You just don't recurse: the old code used a while loop instead of
do/while, so it exited before dereferencing ent.
I checked whether specializing the loop for bkref_idx == 1 will give any
improvement, and it does not. An alternative possibility which I did
not try would be to add a dummy bkref_ent but I doubt it is worth.
I thought that this was impossible because the other places crashed
loudly when search_cur_bkref_entry failed. While I am slowly
understanding more of the algorithm, I am still far from being familiar
with it. :-(
I include a version of the patch without the indentation changes, and
the full one. Tested on the glibc and sed testsuites.
Paolo
2004-11-30 Paolo Bonzini <bonzini@gnu.org>
* posix/regexec.c (check_dst_limits_calc_pos_1): Check
for bkref_idx == -1, and don't recurse in that case.
--- regexec.c.old 2004-11-30 09:37:58.000000000 +0100
+++ regexec.c 2004-11-30 09:38:29.000000000 +0100
@@ -1891,49 +1891,49 @@ check_dst_limits_calc_pos_1 (mctx, bound
switch (dfa->nodes[node].type)
{
case OP_BACK_REF:
- {
- struct re_backref_cache_entry *ent = mctx->bkref_ents + bkref_idx;
- do
- {
- int dst, cpos;
+ if (bkref_idx != -1)
+ {
+ struct re_backref_cache_entry *ent = mctx->bkref_ents + bkref_idx;
+ do
+ {
+ int dst, cpos;
- if (ent->node != node)
- continue;
+ if (ent->node != node)
+ continue;
- if (subexp_idx <= 8 * sizeof (ent->eps_reachable_subexps_map)
- && (ent->eps_reachable_subexps_map
- & (1 << (subexp_idx - 1))) == 0)
- continue;
+ if (subexp_idx <= 8 * sizeof (ent->eps_reachable_subexps_map)

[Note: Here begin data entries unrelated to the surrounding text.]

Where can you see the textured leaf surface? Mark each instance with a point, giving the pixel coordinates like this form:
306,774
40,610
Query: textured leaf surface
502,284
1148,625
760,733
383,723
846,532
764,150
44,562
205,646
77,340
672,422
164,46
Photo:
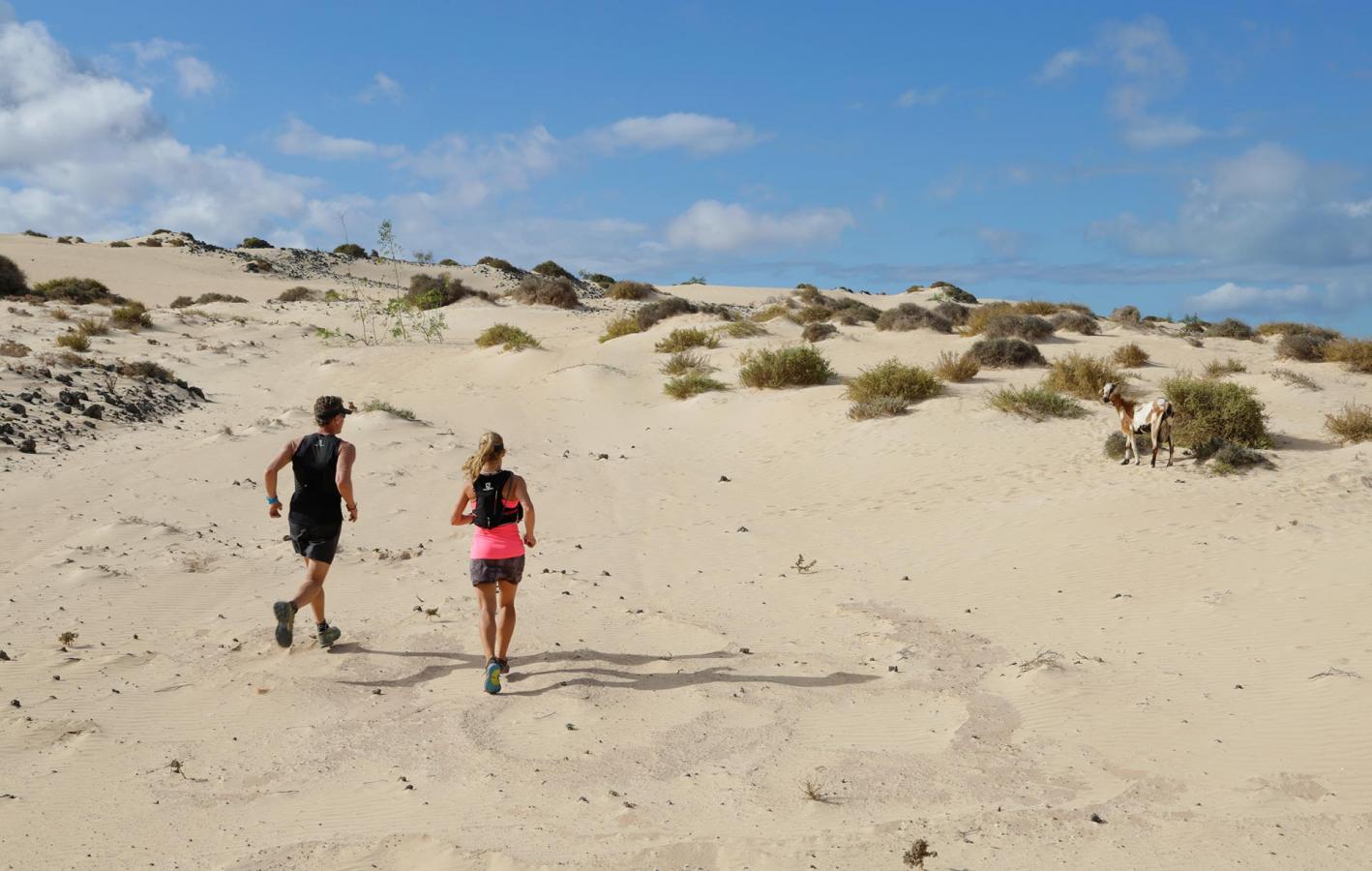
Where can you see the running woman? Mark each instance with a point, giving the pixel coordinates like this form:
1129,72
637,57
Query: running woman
501,501
322,468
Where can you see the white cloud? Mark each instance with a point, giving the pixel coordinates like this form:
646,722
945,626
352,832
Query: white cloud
921,98
729,226
700,135
381,88
194,77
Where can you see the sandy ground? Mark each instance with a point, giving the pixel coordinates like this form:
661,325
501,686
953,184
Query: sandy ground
675,677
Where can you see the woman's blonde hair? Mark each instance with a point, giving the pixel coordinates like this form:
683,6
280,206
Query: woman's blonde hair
490,447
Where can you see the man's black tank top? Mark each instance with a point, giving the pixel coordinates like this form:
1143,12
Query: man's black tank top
315,498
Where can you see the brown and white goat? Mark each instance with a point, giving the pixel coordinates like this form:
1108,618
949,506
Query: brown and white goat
1154,417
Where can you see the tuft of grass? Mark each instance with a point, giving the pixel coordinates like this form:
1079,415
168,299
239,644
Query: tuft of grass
1208,409
778,368
381,405
1218,368
1006,354
692,384
508,336
890,377
1351,424
1131,355
1034,402
685,341
957,367
1083,376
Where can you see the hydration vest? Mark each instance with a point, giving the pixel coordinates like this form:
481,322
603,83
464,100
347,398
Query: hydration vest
490,505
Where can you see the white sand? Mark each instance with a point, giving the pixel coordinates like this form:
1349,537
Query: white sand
952,545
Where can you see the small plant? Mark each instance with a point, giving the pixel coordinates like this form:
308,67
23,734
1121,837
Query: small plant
1218,368
778,368
1036,404
692,384
509,338
686,339
1352,424
1131,355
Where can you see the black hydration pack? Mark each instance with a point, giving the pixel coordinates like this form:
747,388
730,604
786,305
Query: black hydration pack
490,505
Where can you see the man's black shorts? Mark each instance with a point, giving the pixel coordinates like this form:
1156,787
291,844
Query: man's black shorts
314,541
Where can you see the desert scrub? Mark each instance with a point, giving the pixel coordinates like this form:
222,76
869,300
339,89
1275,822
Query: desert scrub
1083,376
777,368
630,289
1131,355
890,377
1351,424
537,289
692,384
686,339
626,325
1208,409
818,332
1034,402
508,336
1218,368
381,405
1006,354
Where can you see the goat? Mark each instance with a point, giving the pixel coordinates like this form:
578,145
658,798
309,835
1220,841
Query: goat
1154,417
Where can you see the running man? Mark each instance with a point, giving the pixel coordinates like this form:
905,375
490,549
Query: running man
322,468
501,499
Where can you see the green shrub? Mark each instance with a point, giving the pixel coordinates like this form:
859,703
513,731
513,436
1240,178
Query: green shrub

+ && (ent->eps_reachable_subexps_map
+ & (1 << (subexp_idx - 1))) == 0)
+ continue;
- /* Recurse trying to reach the OP_OPEN_SUBEXP and
- OP_CLOSE_SUBEXP cases below. But, if the
- destination node is the same node as the source
- node, don't recurse because it would cause an
- infinite loop: a regex that exhibits this behavior
- is ()\1*\1* */
- dst = dfa->edests[node].elems[0];
- if (dst == from_node)
- {
- if (boundaries & 1)
- return -1;
- else /* if (boundaries & 2) */
- return 0;
- }
+ /* Recurse trying to reach the OP_OPEN_SUBEXP and
+ OP_CLOSE_SUBEXP cases below. But, if the
+ destination node is the same node as the source
+ node, don't recurse because it would cause an
+ infinite loop: a regex that exhibits this behavior
+ is ()\1*\1* */
+ dst = dfa->edests[node].elems[0];
+ if (dst == from_node)
+ {
+ if (boundaries & 1)
+ return -1;
+ else /* if (boundaries & 2) */
+ return 0;
+ }
- cpos = check_dst_limits_calc_pos_1 (mctx, boundaries,
- subexp_idx, dst, bkref_idx);
-
- if (cpos == -1 /* && (boundaries & 1) */)
- return -1;
-
- if (cpos == 0 && (boundaries & 2))
- return 0;
+ cpos =
+ check_dst_limits_calc_pos_1 (mctx, boundaries, subexp_idx,
+ dst, bkref_idx);
+ if (cpos == -1 /* && (boundaries & 1) */)
+ return -1;
+ if (cpos == 0 && (boundaries & 2))
+ return 0;
- ent->eps_reachable_subexps_map &= ~(1 << (subexp_idx - 1));
- }
- while (ent++->more);
- break;
- }
+ ent->eps_reachable_subexps_map &= ~(1 << (subexp_idx - 1));
+ }
+ while (ent++->more);
+ }
+ break;
case OP_OPEN_SUBEXP:
if ((boundaries & 1) && subexp_idx == dfa->nodes[node].opr.idx)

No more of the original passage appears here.